Note that a field-space $(F,+,\bullet )$ is a nice-space $(F,+)$ that we equip with a natural-product $\bullet$ s.t. $(F^{\ast },\bullet )$ is also a nice-space. It would be shorter to ask for $+$ and $\bullet$ to be both nice-products, but the definition of field is inspired in the rational-numbers where 0 (i.e. $e_{+}$) doesn’t have an inverse-element under multiplication $\bullet$, i.e. $(\mathbb{Q},\bullet )$ is not a nice-space, but $({\mathbb{Q}}^{\ast },\bullet )$ is, and therefore we can say that $(\mathbb{Q},+,\bullet )$ is a field-space.
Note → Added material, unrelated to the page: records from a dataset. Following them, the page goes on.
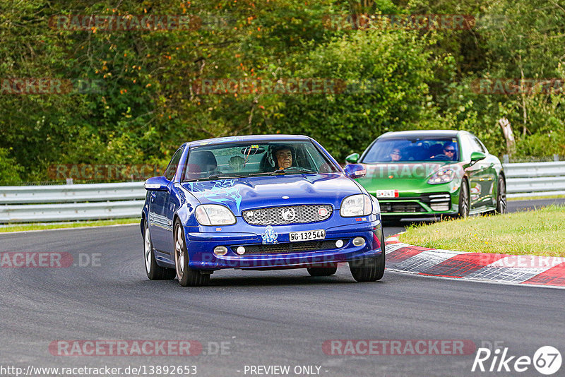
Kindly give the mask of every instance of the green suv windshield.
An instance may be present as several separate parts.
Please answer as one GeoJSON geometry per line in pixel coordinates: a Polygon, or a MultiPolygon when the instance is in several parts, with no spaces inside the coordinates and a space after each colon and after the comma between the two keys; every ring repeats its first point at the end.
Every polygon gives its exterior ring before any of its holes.
{"type": "Polygon", "coordinates": [[[405,162],[408,161],[458,161],[459,147],[456,138],[414,140],[377,140],[362,158],[362,162],[405,162]]]}
{"type": "Polygon", "coordinates": [[[338,172],[309,141],[248,142],[191,148],[182,180],[338,172]]]}

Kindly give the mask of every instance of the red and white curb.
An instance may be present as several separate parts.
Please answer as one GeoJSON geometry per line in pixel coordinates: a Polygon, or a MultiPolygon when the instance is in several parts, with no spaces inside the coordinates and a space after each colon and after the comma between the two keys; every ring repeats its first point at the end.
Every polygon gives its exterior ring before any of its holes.
{"type": "Polygon", "coordinates": [[[565,258],[467,253],[386,239],[387,269],[426,276],[565,289],[565,258]]]}

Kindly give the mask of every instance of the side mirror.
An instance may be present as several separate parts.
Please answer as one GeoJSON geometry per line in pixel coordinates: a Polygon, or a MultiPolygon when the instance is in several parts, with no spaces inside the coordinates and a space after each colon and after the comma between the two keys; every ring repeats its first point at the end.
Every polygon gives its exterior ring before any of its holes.
{"type": "Polygon", "coordinates": [[[477,161],[487,158],[487,155],[482,152],[473,152],[471,153],[471,164],[475,164],[477,161]]]}
{"type": "Polygon", "coordinates": [[[367,174],[365,167],[360,164],[347,164],[343,168],[345,175],[350,178],[363,178],[367,174]]]}
{"type": "Polygon", "coordinates": [[[345,161],[350,164],[356,164],[359,161],[359,153],[353,153],[345,157],[345,161]]]}
{"type": "Polygon", "coordinates": [[[145,181],[145,183],[143,184],[143,187],[148,191],[166,191],[169,183],[169,180],[162,176],[153,176],[145,181]]]}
You can also check that the natural-numbers with addition $(\mathbb{N},+)$ is a natural-space, and the integer-numbers with addition $(\mathbb{Z},+)$ is a nice-space.

Given a field-space $(F,{+}_F,\bullet )$ and a nice-space $(V,+)$, a vector-scaling-map ${\bullet }_F$ is a map ${\bullet }_F:F\times V\to V$ that is “kind of a ring-product”, in the sense that it is left-distributive over $+$ and ${+}_F$, “unital” ($\exists e\in F:\forall \mathbf{v}\in V:e\cdot \mathbf{v}=\mathbf{v}$), and “associative” ($\forall a,b\in F:\forall \mathbf{v}\in V:a\cdot (b\cdot \mathbf{v})=(a\bullet b)\cdot \mathbf{v}$) (the "" are because in the definition of these terms the elements were from the same set). A nice-space $(V,+)$ that is equipped with a vector-scaling-map ${\bullet }_F$ is known as a vector-space $(V,+,{\bullet }_F)$.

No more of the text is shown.